Association médicale canadienne

La médecine doit offrir aux Canadiens une expérience en ligne comparable à celles des autres secteurs, selon un récent sondage mené par Ipsos, dont les résultats sont présentés dans L’avenir de la connectivité dans les soins de santé, le nouveau rapport de l’Association médicale canadienne (AMC).

Qu’on parle de suivi en ligne des rendez-vous (79 %), d’accès aux antécédents médicaux complets et de leur communication (77 %) ou même de prise de rendez-vous par un système robotisé (72 %), les Canadiens croient qu’il est probable que le système de santé offre ces avancées d’ici dix ans.

Et ils sont également prêts à transmettre leurs données : près de la moitié (44 %) des Canadiens interrogés cet été affirment qu’ils seraient prêts à verser leurs données sur la santé dans un programme comme Alexa, Siri ou Fitbit, qui ferait le suivi de leur santé et signalerait tout problème à un professionnel de la santé.

Toutefois, la réglementation en matière de santé, l’octroi des permis d’exercer et les modèles de financement doivent s’adapter à ce virage technologique.

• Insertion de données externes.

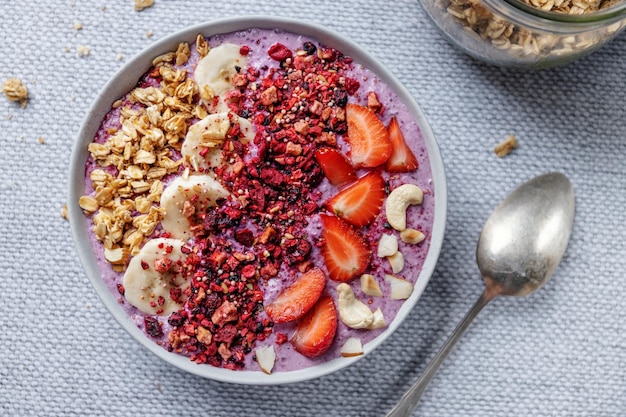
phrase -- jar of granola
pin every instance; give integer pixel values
(528, 33)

« Il faut que tout le monde, y compris les différents ordres de gouvernement, aide notre système de santé épuisé à surmonter les difficultés, qu’on pense au financement, aux règlements ou aux politiques. » – Dre Gigi Osler, présidente de l’AMC et coprésidente du Groupe de travail sur les soins virtuels

Le Dr Serge Melanson, urgentologue d’expérience à Moncton et président de la Société médicale du Nouveau-Brunswick, a pu constater par lui-même les bienfaits d’une présence accrue de la technologie dans le secteur de la santé.

À l’Hôpital de Moncton, il a vu de nombreux patients ayant un problème de santé de faible gravité (toux, mal de gorge, mal de dos) se présenter à l’urgence, où ils se sont heurtés à un long temps d’attente.

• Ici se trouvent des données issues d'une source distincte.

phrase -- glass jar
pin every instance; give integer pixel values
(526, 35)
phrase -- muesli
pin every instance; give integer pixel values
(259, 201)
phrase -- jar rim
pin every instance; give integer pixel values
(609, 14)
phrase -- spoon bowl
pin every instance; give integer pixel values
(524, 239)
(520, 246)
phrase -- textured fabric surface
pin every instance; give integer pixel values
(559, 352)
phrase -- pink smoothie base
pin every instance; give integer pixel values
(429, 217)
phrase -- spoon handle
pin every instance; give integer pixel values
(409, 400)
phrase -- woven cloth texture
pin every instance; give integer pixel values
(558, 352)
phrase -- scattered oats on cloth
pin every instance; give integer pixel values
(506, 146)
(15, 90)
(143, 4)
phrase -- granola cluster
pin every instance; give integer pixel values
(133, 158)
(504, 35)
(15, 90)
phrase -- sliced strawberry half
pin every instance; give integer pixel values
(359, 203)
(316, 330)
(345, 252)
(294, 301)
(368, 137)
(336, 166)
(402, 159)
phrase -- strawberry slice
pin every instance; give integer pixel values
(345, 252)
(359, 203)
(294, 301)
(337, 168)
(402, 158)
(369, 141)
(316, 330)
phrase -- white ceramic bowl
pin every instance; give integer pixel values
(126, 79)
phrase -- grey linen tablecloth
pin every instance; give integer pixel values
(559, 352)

En tant que médecin-chef, il a participé à la mise en œuvre d’un programme visant à rediriger ces patients en leur offrant un rendez-vous le jour même auprès de leur médecin de famille ou dans une clinique ouverte après les heures normales. Cette initiative a eu du succès, mais le processus était chronophage, puisqu’une infirmière de triage devait téléphoner dans différents cabinets pour trouver une place disponible. C’est à ce moment que le Dr Melanson s’est tourné vers la technologie.

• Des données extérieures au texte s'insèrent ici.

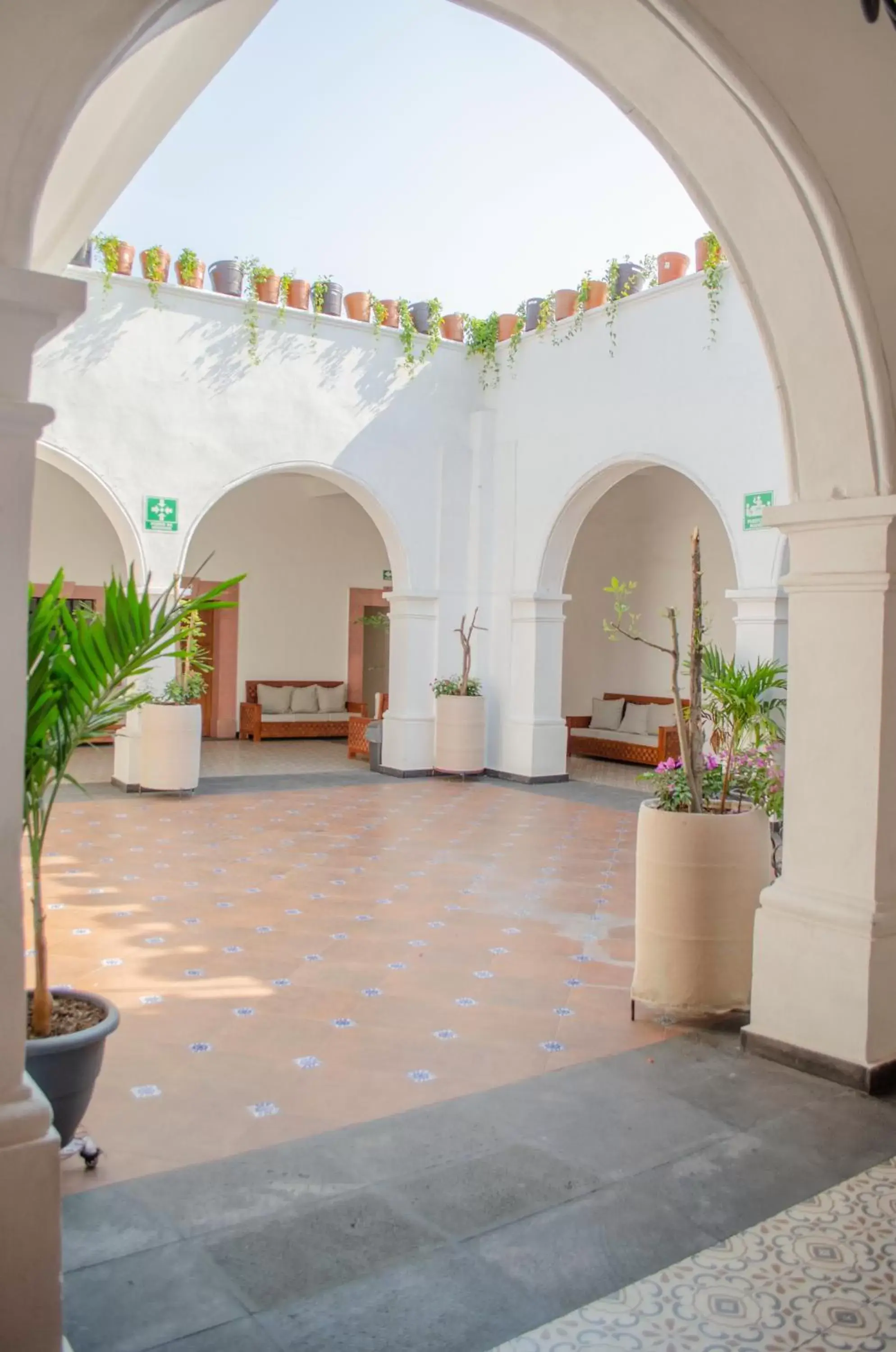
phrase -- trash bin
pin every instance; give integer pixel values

« Il faut savoir repérer les plateformes technologiques révolutionnaires et les intégrer au système de santé afin de le soutenir et de favoriser l’innovation », explique-t-il.

L’Hôpital de Moncton met actuellement sur pied un projet pilote prévoyant l’installation d’un nouveau système logiciel sur les ordinateurs de l’hôpital et des cliniques participantes. Ce système permettra aux infirmières de trouver les patients à rediriger, de prendre un rendez-vous en leur nom et d’envoyer des messages aux cliniques, le tout en moins d’une minute.

Le Dr Melanson raconte qu’un hôpital de Montréal utilisant ce même logiciel a réussi à rediriger environ 10 % des patients de l’urgence, ce qui représenterait plus de 5 000 patients par année à l’Hôpital de Moncton.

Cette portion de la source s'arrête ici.